Issue: When stress testing thousands of alerts in UIM the syncing to Spectrum Oneclick stops.
Required: As we want to move from VAIM to UIM we need to ship alerts from UIM to Spectrum with the spectrumgtw probe.
Observed under normal load: unidirectional alerts UIM-->Spectrum work fine. Alerts are sync'd to Spectrum every 30 seconds.
We needed to stress test the generation and syncing of alerts as network outages can create potentially thousands of alerts. When creating a large number of simultaneous alerts it appears to break the syncing of alerts from UIM to Spectrum Oneclick.
Spectrum 20.2.3 (10.4.2.1.73)
Spectrumgtw probe 8.68HF1
nas probe 9.32
ems probe 10.25
alarm_enrichment probe 9.32
trellis probe 20.30
What I have tried so far.
1) Spectrumgtw Probe
Tried restarting the Spectrumgtw probe.
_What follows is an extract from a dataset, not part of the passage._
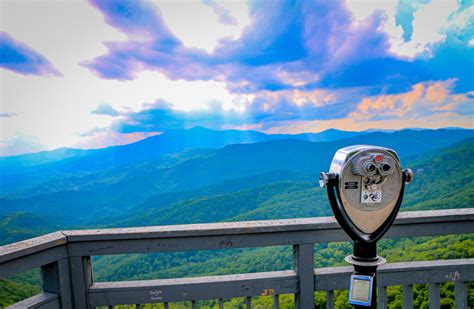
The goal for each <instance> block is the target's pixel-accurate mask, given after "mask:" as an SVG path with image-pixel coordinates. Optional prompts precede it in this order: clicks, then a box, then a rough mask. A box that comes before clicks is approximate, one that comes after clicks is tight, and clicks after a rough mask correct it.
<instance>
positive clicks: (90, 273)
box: [69, 256, 93, 309]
This seems to sync the alerts once but then is unable to sync every 30 seconds.
I can't see anything in the logs of interest.
2) UIM side
Found some info from an old kb worth a try.
1 - deactivate ems, nas, alarm_enrichment, spectrumgtw
2 - delete the following folder in the ems directory
\Nimsoft\probes\service\ems\db (delete the db folder as there are changes in 10.17 and we need to have a clean db)
3 - delete the spectrumgtw cache (to ensure we start with clean data)
\Nimsoft\probes\gateway\spectrumgtw\cache (delete the cache dir)
4 - delete ems db
5 - activate the alarm_enrichment probe
activate the nas probe
activate the ems probe
6 - deactivate trellis and activate (Don't think this was needed but saw it in a KB)
7 - activate the spectrumgtw probe
This does not seem to do much. On one occasion the alerts started flowing about 20 minutes after doing this procedure. But I have not been able to recreate it.
3) Spectrum side
In our lab we have two spectrum landscapes that we are using so that we can test multitenancy. Bring down the main Spectro server and the Secondary Spectro server to Inactive. Reboot the main Spectro Server and restart databases on both.
The result of this is about 6 or 7 alerts coming through and then stopping again.
On two occasions the alerts started working again on their own without any intervention. Once overnight and the other time 20 minutes later after doing remedial actions #2 (UIM side) above.
When everything is working I can recreate the issue to make alerts stop working.
I do this by generating an "alert storm" of 5000 alerts. This effectively breaks the syncing of alerts but I cannot find what is actually breaking.
I can provide any other info requested. Logs, server specs, heap sizes. I can share a screen here to troubleshoot as well.
Our plan is to retire VAIM and use UIM exclusively for server alerting. We must use Spectrum Global Collections for the Enterprise Command Centre Dashboard views as this is what they use.
We cannot move UIM to production until we isolate the issue we are having and document a complete recovery procedure should support staff need to get the alerts moving again.
Release : 20.3
Component : UIM - SPECTRUMGTW
1 increase spectrumgtw memory allocation
raw configure > startup > options >
-Xms32m -Xmx1536m -Duser.language=en -Duser.country=US
-Xms64m -Xmx3072m -Duser.language=en -Duser.country=US
OK > OK > Apply > deactivate > activate
2 increase sync interval
raw configure > setup > alarm > Periodic_Alarm_Sync_Interval
This value is in seconds and it could be the interval is too small to process the alarm flood
3 increase the tomcat payload size
As of spectrum 10.4.1 the tomcat payload size is configurable.
and retstart Tomcat to effect